Making Python integers iterable - a deep dive into CPython

Arpit Bhayani

curious, tinkerer, and explorer


Iterables in Python are objects and containers that could be stepped through one item at a time, usually using a for ... in loop. Not all objects can be iterated, for example - we cannot iterate an integer, it is a singular value. The best we can do here is iterate on a range of integers using the range type which helps us iterate through all integers in the range [0, n).

Since integers, individualistically, are not iterable, when we try to do a for x in 7, it raises an exception stating TypeError: 'int' object is not iterable. So what if, we change the Python’s source code and make integers iterable, say every time we do a for x in 7, instead of raising an exception it actually iterates through the values [0, 7). In this essay, we would be going through exactly that, and the entire agenda being:

  • What is a Python iterable?
  • What is an iterator protocol?
  • Changing Python’s source code and make integers iterable, and
  • Why it might be a bad idea to do so?

Python Iterables

Any object that could be iterated is an Iterable in Python.
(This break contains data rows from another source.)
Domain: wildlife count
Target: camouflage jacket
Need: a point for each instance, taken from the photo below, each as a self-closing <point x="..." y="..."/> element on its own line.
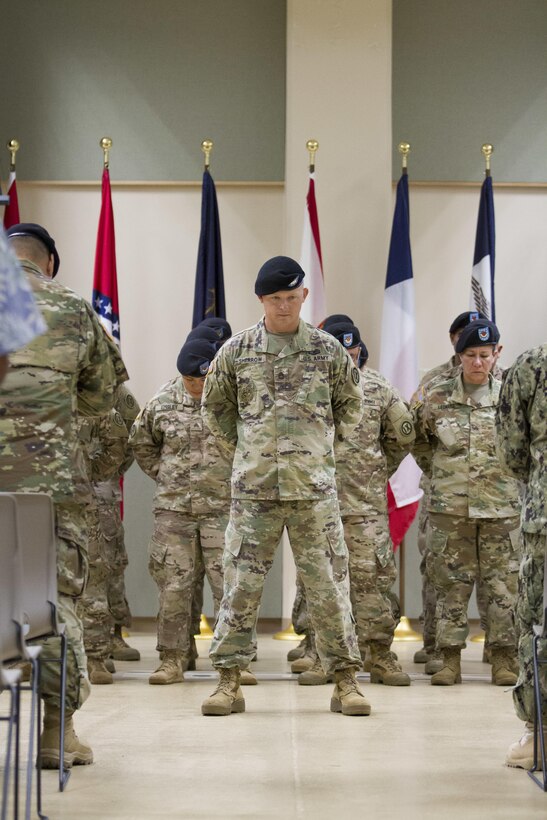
<point x="66" y="371"/>
<point x="173" y="445"/>
<point x="282" y="411"/>
<point x="521" y="428"/>
<point x="455" y="447"/>
<point x="105" y="439"/>
<point x="374" y="449"/>
<point x="20" y="319"/>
The list has to be the most popular iterable out there and it finds its usage in almost every single Python application - directly or indirectly. Even before the first user command is executed, the Python interpreter, while booting up, has already created 406 lists, for its internal usage.
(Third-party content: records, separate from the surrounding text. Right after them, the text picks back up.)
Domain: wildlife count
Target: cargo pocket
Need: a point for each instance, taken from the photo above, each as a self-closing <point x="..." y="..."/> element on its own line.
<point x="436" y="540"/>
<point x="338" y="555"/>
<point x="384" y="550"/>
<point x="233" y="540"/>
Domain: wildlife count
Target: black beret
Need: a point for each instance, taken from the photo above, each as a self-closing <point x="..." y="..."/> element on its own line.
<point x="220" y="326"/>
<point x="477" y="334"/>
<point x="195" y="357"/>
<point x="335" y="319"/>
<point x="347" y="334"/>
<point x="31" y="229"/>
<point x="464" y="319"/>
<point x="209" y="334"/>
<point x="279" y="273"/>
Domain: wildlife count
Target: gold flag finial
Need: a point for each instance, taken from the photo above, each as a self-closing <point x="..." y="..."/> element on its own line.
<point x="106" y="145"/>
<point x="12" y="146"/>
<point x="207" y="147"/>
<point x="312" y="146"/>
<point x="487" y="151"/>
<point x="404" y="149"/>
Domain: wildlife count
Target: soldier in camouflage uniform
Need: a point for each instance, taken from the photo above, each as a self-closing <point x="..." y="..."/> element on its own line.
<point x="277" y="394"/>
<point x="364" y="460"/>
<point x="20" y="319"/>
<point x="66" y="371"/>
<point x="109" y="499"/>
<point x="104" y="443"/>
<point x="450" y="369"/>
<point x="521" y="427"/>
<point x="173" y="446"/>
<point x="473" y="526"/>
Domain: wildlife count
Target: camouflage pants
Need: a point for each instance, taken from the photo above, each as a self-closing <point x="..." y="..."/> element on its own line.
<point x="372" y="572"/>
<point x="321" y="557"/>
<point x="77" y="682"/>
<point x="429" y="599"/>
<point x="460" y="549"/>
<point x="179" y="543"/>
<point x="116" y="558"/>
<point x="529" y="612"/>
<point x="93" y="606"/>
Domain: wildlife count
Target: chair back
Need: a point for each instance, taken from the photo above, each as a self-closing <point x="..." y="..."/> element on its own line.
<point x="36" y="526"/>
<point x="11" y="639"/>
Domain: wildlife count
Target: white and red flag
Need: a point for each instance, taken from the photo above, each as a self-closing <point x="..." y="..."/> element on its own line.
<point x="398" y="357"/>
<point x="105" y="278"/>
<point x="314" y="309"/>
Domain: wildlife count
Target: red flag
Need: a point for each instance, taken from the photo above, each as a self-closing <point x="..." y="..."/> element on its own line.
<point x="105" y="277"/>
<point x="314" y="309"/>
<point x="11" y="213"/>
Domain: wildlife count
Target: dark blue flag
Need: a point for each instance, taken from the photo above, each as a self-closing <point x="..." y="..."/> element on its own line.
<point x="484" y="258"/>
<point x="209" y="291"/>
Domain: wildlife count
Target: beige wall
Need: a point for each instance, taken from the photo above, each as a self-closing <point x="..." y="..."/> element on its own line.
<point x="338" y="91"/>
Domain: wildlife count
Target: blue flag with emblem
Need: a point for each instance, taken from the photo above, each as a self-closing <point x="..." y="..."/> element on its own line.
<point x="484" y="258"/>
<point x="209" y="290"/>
In the example below, we see how a list a is iterated through using a for ... in loop and each element can be accessed via variable x.

>>> a = [2, 3, 5, 7, 11, 13]
>>> for x in a: print(x, end=" ")
2 3 5 7 11 13

Similar to list, range is a python type that allows us to iterate on integer values starting with the value start and going till end while stepping over step values at each time. range is most commonly used for implementing a C-like for loop in Python. In the example below, the for loop iterates over a range that starts from 0, goes till 7 with a step of 1 - producing the sequence [0, 7).
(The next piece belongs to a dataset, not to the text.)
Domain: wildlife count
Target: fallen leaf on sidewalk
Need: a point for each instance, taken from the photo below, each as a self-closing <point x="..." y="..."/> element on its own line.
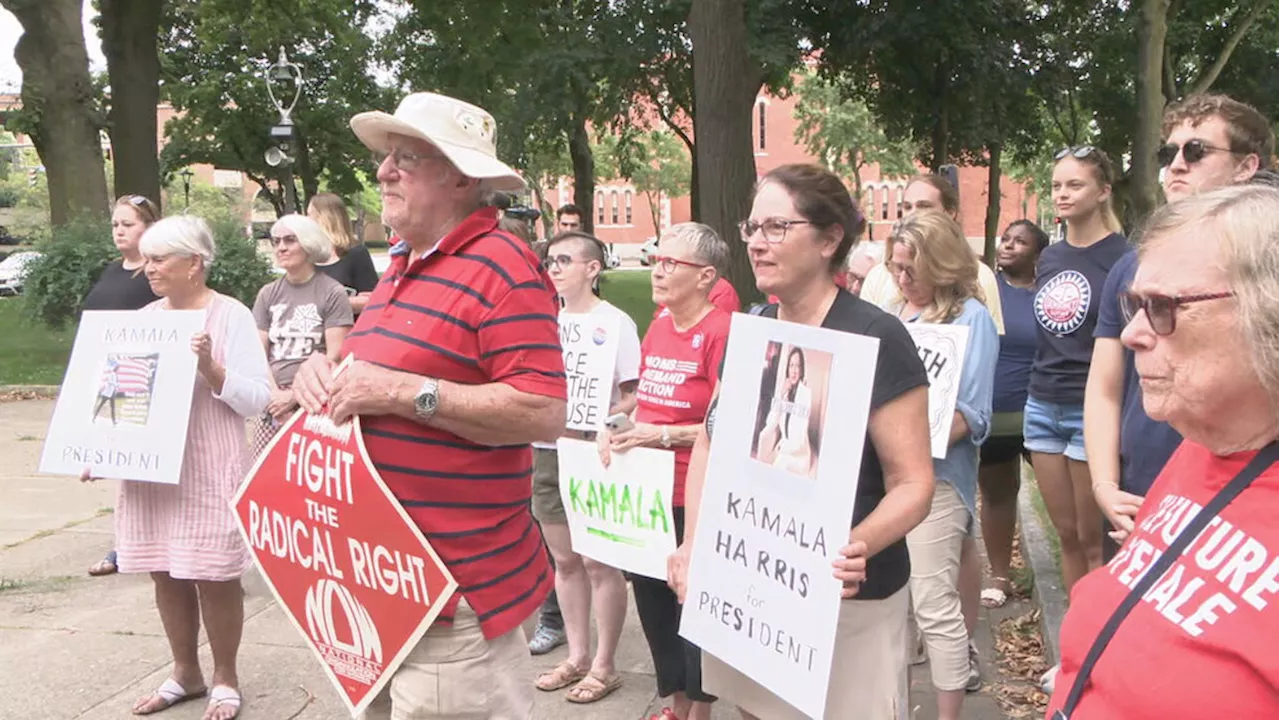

# The range(0, 7, 1) will iterate through values 0 to 6 and every time
# it will increment the current value by 1 i.e. the step.
>>> for x in range(0, 7, 1): print(x, end=" ")
0 1 2 3 4 5 6

Apart from list and range other iterables are - tuple, set, frozenset, str, bytes, bytearray, memoryview, and dict. Python also allows us to create custom iterables by making objects and types follow the Iterator Protocol.

Iterators and Iterator Protocol

Python, keeping things simple, defines iterable as any object that follows the Iterator Protocol; which means the object or a container implements the following functions

  • __iter__ should return an iterator object having implemented the __next__ method
  • __next__ should return the next item of the iteration and if items are exhausted then raise a StopIteration exception.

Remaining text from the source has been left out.